Este poema, publicado en 1853, es decir, al año siguiente de la declaración de Puerto Franco, se refiere únicamente a lo que de paisaje, en términos mitológicos, podía albergar el territorio insular, puesto que, según Luis-Pablo Bourgon, el reflejo sobre la población de aquel estatus solo se dejó sentir en la burguesía comercial[4]. Afonso Naranjo, que había participado en la lucha por la franquicia no hace directa alusión en sus escritos sobre esta cuestión, no siendo así en en el caso de José Murphy que lo considera una cruzada trascendental proponiendo un régimen económico especial para Canarias, alejado de los monopolios peninsulares y apostando por el libre cambio.
Para Murphy, se trataba de suavizar los rigores de la frontera portuaria, de la condición de isla y de la lejanía. Sin embargo, un análisis menos literal de la franquicia implica que, por una parte, la consideración de “adyacentes” suponía un lastre para la economía y, por otra, el tratamiento de “lejos” adjuntaba las bondades de la exención pero con cierto matiz negativo en lo simbólico. Pero, como diría Pedro García Cabrera, ya en los años treinta del siglo XX, El paisaje canario es de lejanía también. De horizonte. De promesa. Todo nos vendrá del mar[5]. Este proceso de desplazamiento y de asunción es, sin duda, uno de los elementos más importantes dentro de la percepción de Isla y de la formas de relacionarse con ella.
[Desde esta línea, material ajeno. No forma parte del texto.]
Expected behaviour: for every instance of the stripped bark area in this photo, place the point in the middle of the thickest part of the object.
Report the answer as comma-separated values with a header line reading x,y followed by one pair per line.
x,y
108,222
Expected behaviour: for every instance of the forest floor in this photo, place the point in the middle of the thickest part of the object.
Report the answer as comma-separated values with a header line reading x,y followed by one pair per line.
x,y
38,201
En este punto, cabe relacionar algunos conceptos que han ido apareciendo a lo largo del texto: adyacente, lejos y frontera. En referencia a la Isla, adyacente vendría a componer aquello que, por algún lugar, la toca y permite medirla; lejos estaría relacionado con lo desconocido; y frontera, sería el espacio intermedio y selectivo que propicia o dificulta el intercambio. Desde el punto de vista cultural, esto se tradujo, antes pero también ahora, en sitio de paso, destino de viaje y conciencia de límite, correlativamente a aquéllos tres conceptos. Turista de interior como proyecto para pensar los procesos de Isla, trata de abordar estos dos adverbios y el nombre común desde la creación y la investigación artística.
[1] José Murphy, Breves reflexiones sobre los nuevos aranceles de aduanas (1821), Gran Canaria, Cabildo, Ed. del Exmo. Cabildo Insular de Gran Canaria. 1966, p. 27, 43.
[2] Real Decreto de 11 de julio de 1852.
[3] Yolanda Arencibia, “Graciliano Afonso: del exilio a La Aurora”, en Romanticismo 10. Romanticismo y exilio. Actas del X Congreso del Centro Internacional Estudios sobre Romanticismo Hispánico » Ermanno Caldera» (Alicante, 12-14 de marzo de 2008), Bologna, Il Capitello del Sole, 2009, pp. 7-18.
[4] Luis-Pablo Bourgon, Los puertos francos y el régimen especial de Canarias, Madrid, Instituto de Estudios de Administración Local, 1982.
[5] Pedro García Cabrera, “El hombre en función del paisaje”, en Pedro García Cabrera. Antología, La Laguna, Academia Canaria de la Lengua, 2008, p. 111.